Kerala’s is a unique place. A land of diversities with generations of forward thinking denizens. The state has a long standing history of cultural, political and religious harmony which is absent in many other parts of the subcontinent. Just like much of the state’s uniqueness, its economy is one that grabs a lot of attention of its own. In a country where there are 29 states and 7 union territories, this small southern state has the eight largest economy in the country.
Although the state is primarily an agrarian economy, with time it became largely dependent on trade services and resulted remittances. It is no secret that a large population of the state’s citizens are Non- Residents, with around 2.1 Million Kerala immigrants spread across the globe as of 2018.
“The Kerala Model” of development where the state has set a relatively high standard of living coinciding with low per capita incomes, with both figures distributes across the entire population is mostly a result of many wealth and resource distribution programs that are being followed in the state since long and the active political participation and activism of the general public.

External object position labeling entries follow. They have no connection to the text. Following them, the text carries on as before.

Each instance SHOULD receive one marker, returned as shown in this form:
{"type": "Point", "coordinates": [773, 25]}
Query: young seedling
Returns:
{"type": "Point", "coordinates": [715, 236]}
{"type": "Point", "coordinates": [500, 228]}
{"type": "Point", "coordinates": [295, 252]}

Although the state is primarily an agrarian economy, with time it became largely dependent on trade services and resulted remittances. It is no secret that a large population of the state’s citizens are Non- Residents, with around 2.1 Million Kerala immigrants spread across the globe as of 2018. The Kerala Migration Survey (KMS) which started in the year 1998, has monitored the migration trends for years, which has shown noticeable variations in the pattern post the global recession of 2008.
The Gulf boom from early 70s to early 80s, where Keralites migrated in large numbers to the GCC showed a distinct reduction since the recession. Still, figures showed that in 2010, the NRI remittance from from GCC states alone stood at around $6.81 billion (US), which was more than 15.13% of the total remittance to India in 2008. Even with the decline in emigration rates, the estimated total remittances to the state stands at 83,000 crore as of 2018.
Kerala’s emigrant community has aided in building the state to its current glory in many ways. KMS shows that 40% of the remittances are used for land purchase, construction works and paying housing mortgage. During the initial days of Gulf boom, most of the emigrants were menial labourers or semi-skilled technicians from lower and middle class families. As a direct result, the standard of living among the economically backward strata improved drastically. Thanks to the foreign exchange rates in favour of NRIs, many families of emigrant workers were able to afford amenities that improved their standard of living. Improved households are a visible result of remittances, helping local economies within the state to improve.
The recent floods in Kerala however has strained the economy to a large extent. Revenue deficit is definitely going to widen, as is the state debt which is likely to go high under present circumstances. With the agrarian districts of the states devastated, Kerala is likely to depend more on NRI remittances in the coming days. All though the actual remittances to the state has varied and decreased over the years due to a number of factors like global recession and nationalization policies in the GCC, the incoming NRI funds has efficiently supported the state economy since the Gulf boom.
The existing remittances are expected to increase as increased support for the state in good faith, which constitutes donations for rehabilitation and rebuilding infrastructure. It is said in various studies that intensity of a disaster has an impact on migration. The monetary needs of individuals may trigger higher migration rates. However, increased migration will result in reduced number of local labourers to aid rehabilitation, which is the need of the hour.
The choice is left to the citizens of Kerala, whether to stay back or to leave. In the present scenario, the state will have to wait and see what patterns are likely to rise in the case of emigration, return emigration and subsequent remittances.